Opini  

Sujud Massal

Sujud Massal
Djoko Tetuko Abdul Latief

Bertahun-tahun transportasi terus berdenyut tanpa mau berhenti sejenak saja, tanpa mau melepas tuntas di antara nafas sudah ngos-ngosan, jiwa sudah terancam virus Corona, raga sudah mulai lunglai lemas terlalu lama melintas di lintasan, dan wajah sudah mulai keriput

Bertahun-tahun transportasi terus berputar putar tanpa mau istirahat sesaat, tanpa mau merasakan nikmat keramat, tanpa mau berjabat tangan walau sekedar merasakan cengkeraman

Bertahun-tahun transportasi terus melaju tanpa mau mundur walau sekedar mengatur tidur, tanpa mau minggir walau hanya sekedar berpikir atau mangkir, tanpa mau bersolek walau hanya sekedar bercermin di antara suara bising jalanan, juga suara sepi lelembut ghaib penunggu jalan

Bertahun-tahun transportasi terus melayang-layang di angkasa tanpa mau sejenak masuk kurungan walau hanya sekedar menumpang tampan, tanpa mau berhenti membusungkan dada memamerkan sayap-sayap besi perkasa di antara sayap-sayap burung surga dan burung berkicau milik pak Tani.
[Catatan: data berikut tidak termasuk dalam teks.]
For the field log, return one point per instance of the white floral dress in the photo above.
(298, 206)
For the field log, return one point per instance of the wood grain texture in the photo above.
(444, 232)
Bertahun-tahun transportasi terus mengarungi lautan menembus ombak tanpa mau berlabuh walau hanya sekedar menyapa dengan malu-malu, tanpa mau bersandar walau sekedar memeluk wajah muram pelabuhan, tanpa mau melempar tali tampar walau hanya sekedar berujar

Bertahun-tahun transportasi terus menyanyi dengan “lagu lama” dan “lagu baru”, di rel lintasan kereta api tinggalan jaman Belanda sampai rel modern hasil karya anak bangsa juga beli dari negara raksasa tanpa mau mencicipi kopi barang sejenak di stasiun paling tua juga paling ngeri.